Friday, June 7, 2013

69 years later

Yesterday was June 6.  The 69th anniversary of the D-Day invasion at Normandy in World War II.  I spent the day thinking about how if must have felt to be on one of the landing craft or parachuting into a beach full of enemies shooting everything they had at the invaders.
That was your view as you disembarked and headed for the beach.  Thousands of soldiers were brought to the battle, thousands are buried there, hundreds came home wounded for life.  

It seems like so little to say it this way, but what this meant was, if this invasion had failed (and General Eisenhower had a message all written in advance to be read if that happened) and the war had been subsequently lost, our freedoms and everything else the Revolutionary soldiers fought and won for us would have been lost, and we would have gone under the despotic rule of the Hitlers and the rest of that awful crowd.

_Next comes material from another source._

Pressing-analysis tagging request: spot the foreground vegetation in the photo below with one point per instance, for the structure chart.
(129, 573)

I've shared this before but with D Day on my mind, it came to me again.  As a child, most of my peers had fathers who had been in the war.  That's why we were called the Baby Boomers, folks!  Our fathers came home from the Army, Navy, Marine, what have you, and got married and got busy having kids.  

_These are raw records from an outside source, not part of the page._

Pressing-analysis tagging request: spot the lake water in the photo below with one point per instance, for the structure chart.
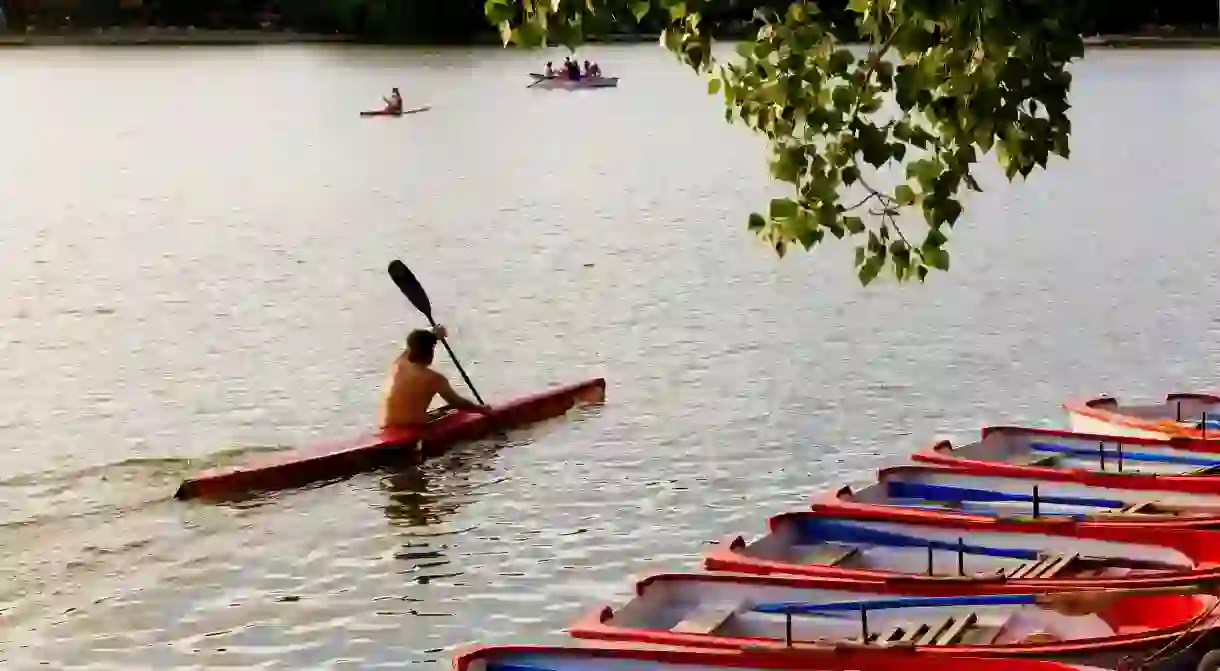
(193, 245)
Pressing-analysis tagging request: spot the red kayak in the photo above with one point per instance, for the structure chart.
(896, 545)
(1176, 464)
(347, 458)
(737, 613)
(391, 112)
(610, 656)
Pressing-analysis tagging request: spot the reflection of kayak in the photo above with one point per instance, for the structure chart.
(387, 112)
(543, 82)
(345, 458)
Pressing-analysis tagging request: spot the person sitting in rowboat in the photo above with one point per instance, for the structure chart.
(394, 103)
(571, 68)
(412, 384)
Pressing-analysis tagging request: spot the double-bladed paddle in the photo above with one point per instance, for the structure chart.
(419, 298)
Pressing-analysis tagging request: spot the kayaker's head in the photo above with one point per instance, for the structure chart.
(420, 347)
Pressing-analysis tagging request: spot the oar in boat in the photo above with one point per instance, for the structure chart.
(419, 298)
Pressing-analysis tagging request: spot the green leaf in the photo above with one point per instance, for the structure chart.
(869, 270)
(782, 208)
(937, 259)
(641, 9)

But one of my father's friends was a very quiet man.  He never said much, and my folks said that he had not sought advancement in his work, preferring a simple job with few responsibilities and a basic pay grade.  Oh, he had his family and his home and kids and so forth, but he always seemed to hold back just a little from things.  At parties or gatherings, he stayed quiet, didn't join in much.  Everyone said he could have done this or joined that or gone there or said more.

I wonder how many of those people knew then what I didn't learn until after the man died...that he had been a huge war hero, and was saluted for bravery during one of the most hellish stretches of the invasion.  

Once I knew that, I also knew two other things:  one, that I wish I had known sooner about what he did for us, so I could have passed along my thanks, even as a dumb kid, for his part in saving us.  But also, I came to understand why he held back, why he didn't get involved.  

Maybe he was so glad just to be here, back safe on soil he saved from Hitler, that being here was just enough.